Mais si le terroir du Nicaragua permet la culture de plants de tabac de qualité, il n’explique pas à lui seul le succès des cigares nicaraguayens. C’est en effet grâce à l’attention et au savoir-faire des hommes et femmes qui les fabriquent que ces vitoles sont aujourd’hui reconnues dans le monde entier. À l’heure actuelle, plus de 42 000 personnes travaillent ainsi dans les plantations, les séchoirs et les manufactures de cigares nicaraguayens. Grâce au savoir-faire artisanal importé de Cuba, la culture du tabac se transmet désormais de génération en génération et toujours avec le même souci du détail. Les feuilles de tabac sont ainsi minutieusement triées et seules les meilleures sont conservées pour être ensuite séchées. S’en suit une longue période de fermentation et de vieillissement durant laquelle chaque arôme va pouvoir se développer de manière optimale afin d’offrir des cigares aux saveurs puissantes et équilibrées. Chaque cigare est ensuite roulé à la main puis examiné sous tous ses angles avant d’être mis en boîte. 

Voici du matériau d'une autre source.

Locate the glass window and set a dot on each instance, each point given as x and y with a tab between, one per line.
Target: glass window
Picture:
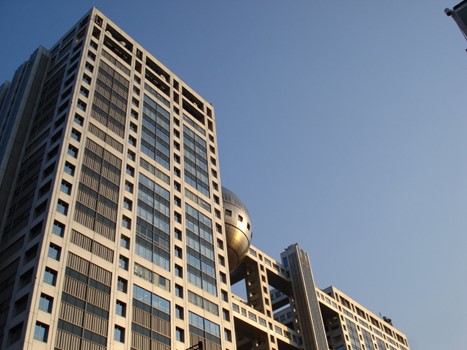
72	151
179	291
127	204
123	262
65	187
179	312
180	334
54	251
75	135
125	242
122	284
58	228
69	169
46	303
50	276
119	334
120	308
128	187
126	222
62	207
79	120
41	332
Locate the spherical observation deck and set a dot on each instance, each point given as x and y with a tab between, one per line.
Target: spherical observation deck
237	228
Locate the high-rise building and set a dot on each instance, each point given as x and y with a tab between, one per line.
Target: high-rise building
459	14
115	230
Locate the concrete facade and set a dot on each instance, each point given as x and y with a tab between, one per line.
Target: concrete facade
113	228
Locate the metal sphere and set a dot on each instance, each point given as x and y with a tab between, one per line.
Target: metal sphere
237	228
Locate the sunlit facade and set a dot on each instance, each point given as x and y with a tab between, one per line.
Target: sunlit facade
116	232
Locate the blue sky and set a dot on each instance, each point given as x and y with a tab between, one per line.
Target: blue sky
341	125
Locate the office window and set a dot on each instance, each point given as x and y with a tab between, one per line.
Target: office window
221	260
180	334
81	105
120	308
46	303
128	187
122	284
62	207
178	271
225	314
127	204
119	334
50	276
123	262
79	120
179	312
126	222
41	332
72	151
75	135
179	291
58	228
125	242
54	251
223	277
178	234
69	169
65	187
84	92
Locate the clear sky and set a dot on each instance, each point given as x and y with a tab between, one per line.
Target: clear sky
341	124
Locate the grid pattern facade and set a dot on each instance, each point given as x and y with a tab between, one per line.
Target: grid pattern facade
117	240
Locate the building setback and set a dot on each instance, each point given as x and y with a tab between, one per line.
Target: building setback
115	229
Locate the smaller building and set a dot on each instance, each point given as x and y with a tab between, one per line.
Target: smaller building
349	325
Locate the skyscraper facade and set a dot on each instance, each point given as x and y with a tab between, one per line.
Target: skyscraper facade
112	233
115	230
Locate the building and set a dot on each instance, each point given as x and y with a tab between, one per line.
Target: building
115	229
459	14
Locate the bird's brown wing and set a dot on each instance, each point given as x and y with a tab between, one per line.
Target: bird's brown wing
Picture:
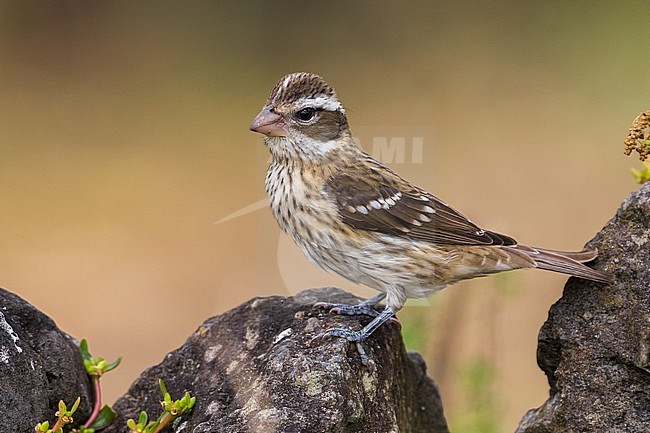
372	197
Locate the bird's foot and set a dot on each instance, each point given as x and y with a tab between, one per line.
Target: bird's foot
355	337
362	309
348	310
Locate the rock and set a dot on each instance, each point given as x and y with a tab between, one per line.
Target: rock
595	345
39	365
253	369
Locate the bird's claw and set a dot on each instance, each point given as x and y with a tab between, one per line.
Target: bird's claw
353	310
348	310
352	336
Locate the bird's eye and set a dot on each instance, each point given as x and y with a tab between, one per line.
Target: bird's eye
306	114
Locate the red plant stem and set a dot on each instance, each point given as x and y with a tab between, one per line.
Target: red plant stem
58	424
98	401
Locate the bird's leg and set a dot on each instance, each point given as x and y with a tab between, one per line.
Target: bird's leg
365	307
357	337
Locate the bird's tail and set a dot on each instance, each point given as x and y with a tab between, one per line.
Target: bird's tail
566	262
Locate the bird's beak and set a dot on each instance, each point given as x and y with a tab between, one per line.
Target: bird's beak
269	123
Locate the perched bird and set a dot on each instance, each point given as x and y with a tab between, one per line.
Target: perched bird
352	215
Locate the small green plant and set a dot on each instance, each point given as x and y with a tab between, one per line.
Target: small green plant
64	416
171	410
643	175
638	139
100	416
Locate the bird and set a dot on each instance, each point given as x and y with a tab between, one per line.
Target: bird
353	216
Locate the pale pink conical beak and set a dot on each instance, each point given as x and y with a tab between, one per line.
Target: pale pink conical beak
269	123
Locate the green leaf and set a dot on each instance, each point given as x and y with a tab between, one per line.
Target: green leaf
75	405
113	364
105	418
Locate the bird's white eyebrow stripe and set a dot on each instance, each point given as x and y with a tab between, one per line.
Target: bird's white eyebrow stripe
328	103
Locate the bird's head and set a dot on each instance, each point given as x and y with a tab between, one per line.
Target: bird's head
303	118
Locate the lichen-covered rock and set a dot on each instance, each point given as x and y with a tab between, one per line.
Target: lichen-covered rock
253	369
39	365
595	345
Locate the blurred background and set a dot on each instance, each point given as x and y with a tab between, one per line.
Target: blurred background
124	140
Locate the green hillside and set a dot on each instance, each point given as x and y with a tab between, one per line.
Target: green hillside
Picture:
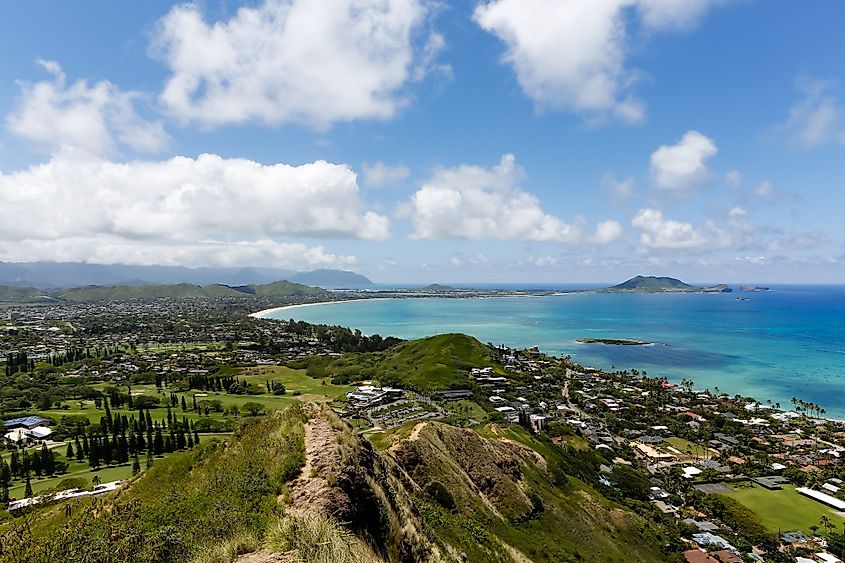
301	485
655	284
434	363
280	289
223	491
93	293
507	496
12	294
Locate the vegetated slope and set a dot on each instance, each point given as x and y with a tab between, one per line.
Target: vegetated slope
124	292
281	288
332	278
280	484
509	498
223	490
654	284
434	363
279	488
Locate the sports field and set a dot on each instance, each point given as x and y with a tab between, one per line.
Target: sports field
784	510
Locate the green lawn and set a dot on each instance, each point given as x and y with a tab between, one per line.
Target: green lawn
465	409
82	469
310	389
784	510
294	381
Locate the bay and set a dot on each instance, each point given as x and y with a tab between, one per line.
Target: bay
789	342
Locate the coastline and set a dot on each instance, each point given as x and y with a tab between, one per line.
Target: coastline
263	314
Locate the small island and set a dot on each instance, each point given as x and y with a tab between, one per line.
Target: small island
614	341
654	284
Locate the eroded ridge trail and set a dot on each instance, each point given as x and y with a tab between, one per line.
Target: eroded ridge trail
313	491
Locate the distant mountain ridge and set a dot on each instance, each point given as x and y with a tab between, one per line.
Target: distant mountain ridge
664	284
94	293
78	274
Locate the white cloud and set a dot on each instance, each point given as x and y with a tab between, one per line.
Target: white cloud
115	250
95	119
734	178
314	62
799	242
682	167
381	175
184	202
606	232
674	14
477	260
620	189
570	54
660	233
472	202
818	119
765	189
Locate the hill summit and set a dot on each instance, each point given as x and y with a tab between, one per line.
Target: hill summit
655	284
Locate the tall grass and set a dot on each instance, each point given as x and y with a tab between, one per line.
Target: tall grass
316	539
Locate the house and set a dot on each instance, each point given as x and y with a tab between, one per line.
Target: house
28	422
703	526
706	539
698	556
23	436
821	497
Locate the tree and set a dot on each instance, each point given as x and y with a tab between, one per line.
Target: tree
48	463
253	408
158	442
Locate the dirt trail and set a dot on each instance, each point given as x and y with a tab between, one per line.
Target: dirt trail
311	492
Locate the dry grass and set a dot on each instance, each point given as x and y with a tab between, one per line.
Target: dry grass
316	539
229	550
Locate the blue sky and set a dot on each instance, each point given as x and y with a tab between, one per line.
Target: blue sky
470	141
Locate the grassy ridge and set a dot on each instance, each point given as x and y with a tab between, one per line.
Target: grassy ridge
501	498
438	362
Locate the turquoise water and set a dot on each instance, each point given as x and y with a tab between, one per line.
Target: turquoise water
789	342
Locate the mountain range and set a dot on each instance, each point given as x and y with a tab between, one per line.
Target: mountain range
93	293
76	274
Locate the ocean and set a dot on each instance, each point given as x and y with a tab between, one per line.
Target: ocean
785	343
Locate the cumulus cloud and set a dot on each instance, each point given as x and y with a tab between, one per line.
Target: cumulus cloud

Une success story mondiale

De nos jours, le Nicaragua compte plus de 5 000 marques de cigares dont certaines des marques les plus prestigieuses au monde tels que Padron, Oliva, Plasencia, Perdomo, AJ Fernandez, Don Pepin Garcia, My Father et Arturo Fuente. A noter aussi les marques Davidoff et Gurkha qui produisent des cigares avec du tabac Nicaraguayen.  En 2021, les États-Unis ont importés plus de 240 millions de cigares nicaraguayens contre seulement 129,5 millions pour leurs homologues dominicains. Le Nicaragua est ainsi devenu le principal exportateur de cigares premium aux États-Unis et le 2ème exportateur de cigares roulés à la main dans le monde. On le surnomme désormais le « nouvel Eldorado du cigare » et de nombreux modules nicaraguayens sont récompensés chaque année pour leur qualité. En 2021, le magazine Cigar Aficionado a ainsi élu le module Padrón 1964 Anniversary Series Torpedo « Meilleur cigare de l’année »

Depuis peu, la production de cigares nicaraguayens s’est développée dans le nord du pays autour des villes de Jalapa et Condega mais également au sud-ouest, sur l’île d’Ometepe. Ces nouveaux terroirs offrent ainsi de nouvelles perspectives pour l’industrie des cigares nicaraguayens et lui permettent de garder le cap sur l’avenir.